Deviled Eggs

  • 10
  • 10 mins
  • 20 mins

Ingredients

  • 10 Large Eggs
  • 1/2 Cup Mayo
  • 1 1/2 tsp lemon juice
  • 1/2 tsp Mustard
  • Pinch Cayenne Pepper
  • Course Salt and freshly ground pepper
  • Pink sea slat, olives, chopped fresh herbs, cumin, curry, anchovies and salmon caviar, for garnish (optional)

Preparation

Step 1

1. Prepare an ice-water bath. Place eggs in a medium saucepan; add enough water to cover by one inch. Bring to a boil over medium high heat. Cook stirring gently, as water begins to boil, 2 minutes. Cover and remove from heat. Let stand 10 minutes. Transfer to ice-water bath to cool.

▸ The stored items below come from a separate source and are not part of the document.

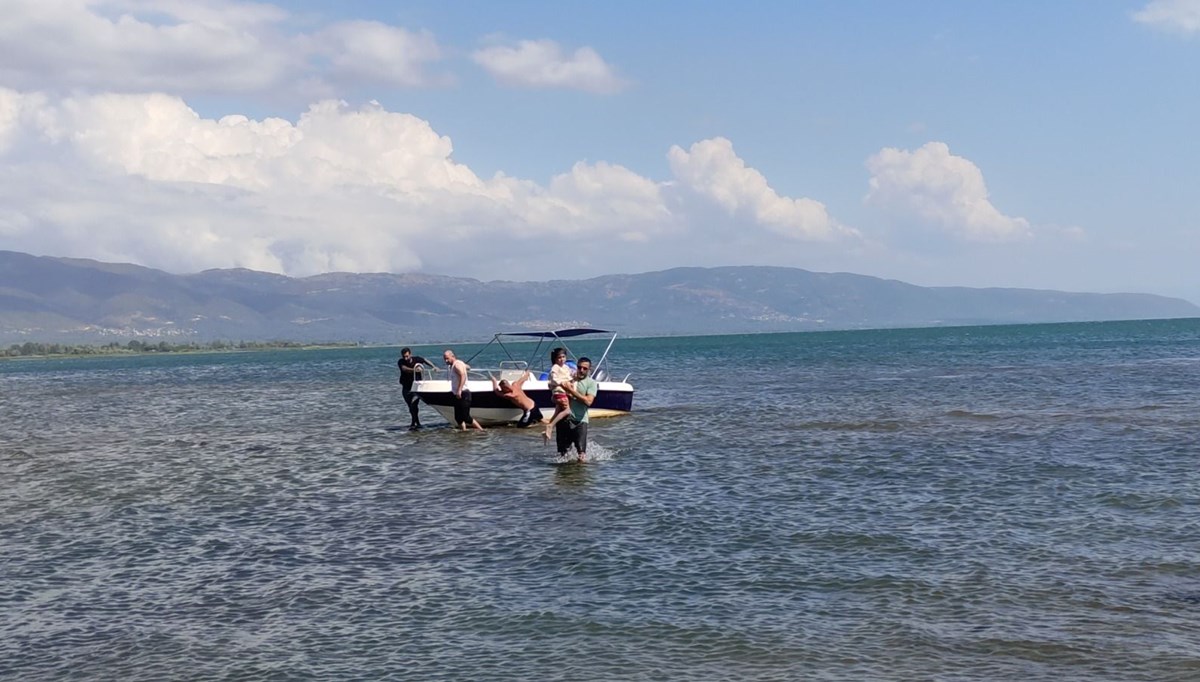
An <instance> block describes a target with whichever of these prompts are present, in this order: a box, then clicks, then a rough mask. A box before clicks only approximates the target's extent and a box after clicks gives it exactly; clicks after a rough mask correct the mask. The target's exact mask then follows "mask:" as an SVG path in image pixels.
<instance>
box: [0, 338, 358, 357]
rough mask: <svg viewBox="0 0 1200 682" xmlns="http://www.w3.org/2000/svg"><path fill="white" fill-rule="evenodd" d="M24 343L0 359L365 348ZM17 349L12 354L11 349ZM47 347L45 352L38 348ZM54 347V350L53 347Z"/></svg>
mask: <svg viewBox="0 0 1200 682" xmlns="http://www.w3.org/2000/svg"><path fill="white" fill-rule="evenodd" d="M23 346H26V345H23V343H13V345H12V346H10V347H8V348H0V361H4V360H54V359H70V358H139V357H146V355H198V354H212V353H254V352H262V351H332V349H338V348H364V347H367V346H365V345H362V343H356V342H352V341H344V342H338V341H330V342H322V343H299V342H294V341H278V342H239V343H220V342H218V343H217V345H204V346H202V345H166V346H162V345H157V343H155V345H146V347H133V348H130V347H128V346H120V345H116V346H113V345H109V346H91V345H85V343H72V345H64V343H32V345H31V346H34V348H31V352H23V351H22V347H23ZM14 348H16V349H18V353H16V354H13V353H12V351H13V349H14ZM41 349H46V351H48V352H37V351H41ZM54 349H56V351H54Z"/></svg>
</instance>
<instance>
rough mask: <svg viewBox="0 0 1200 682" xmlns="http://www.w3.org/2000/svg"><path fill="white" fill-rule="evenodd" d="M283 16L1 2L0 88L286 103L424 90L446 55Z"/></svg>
mask: <svg viewBox="0 0 1200 682" xmlns="http://www.w3.org/2000/svg"><path fill="white" fill-rule="evenodd" d="M292 23H293V18H292V17H290V16H289V14H288V12H286V11H283V10H281V8H278V7H276V6H274V5H266V4H252V2H233V1H224V0H205V1H185V0H7V1H6V2H5V20H4V22H0V82H2V83H5V84H7V85H11V86H16V88H22V89H41V90H58V91H78V90H85V91H90V92H112V91H115V92H145V91H162V92H170V94H196V92H214V94H262V92H265V91H282V92H290V94H300V92H310V91H336V89H337V88H335V86H332V85H330V83H338V84H347V83H356V84H362V83H366V84H374V85H389V86H426V85H439V84H444V83H446V82H448V78H446V77H444V76H437V74H434V76H431V74H430V73H428V66H430V65H431V64H433V62H437V61H439V60H440V59H442V49H440V47H439V46H438V43H437V41H436V38H434V37H433V36H432V35H431V34H430V32H427V31H409V30H407V29H403V28H400V26H392V25H388V24H383V23H379V22H338V23H334V24H330V25H325V26H320V28H317V29H316V30H314V31H313V32H311V34H304V32H296V31H294V30H292Z"/></svg>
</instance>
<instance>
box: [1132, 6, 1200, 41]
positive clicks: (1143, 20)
mask: <svg viewBox="0 0 1200 682" xmlns="http://www.w3.org/2000/svg"><path fill="white" fill-rule="evenodd" d="M1133 19H1134V20H1135V22H1139V23H1141V24H1147V25H1150V26H1153V28H1157V29H1163V30H1168V31H1176V32H1182V34H1188V35H1190V34H1196V32H1200V0H1153V1H1152V2H1150V4H1148V5H1146V6H1145V7H1142V8H1141V10H1139V11H1138V12H1134V14H1133Z"/></svg>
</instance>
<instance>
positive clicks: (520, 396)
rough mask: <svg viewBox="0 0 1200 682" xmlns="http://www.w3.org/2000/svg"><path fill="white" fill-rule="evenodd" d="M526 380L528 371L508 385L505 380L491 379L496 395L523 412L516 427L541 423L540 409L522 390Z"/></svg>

2. Peel eggs and halve lengthwise and/or crosswise. Remove yolks and transfer to the bowl of a food processor along with mayo, lemon juice, mustard, and cayenne pepper; season with salt and pepper and process until smooth.

3. Transfer yolk mixture to a pastry bag fitted with an open-star tip. Pipe mixture into egg white halves, filling to about 1/2 inch over surface. Eggs can be refrigerated in an airtight container up to 3 hours.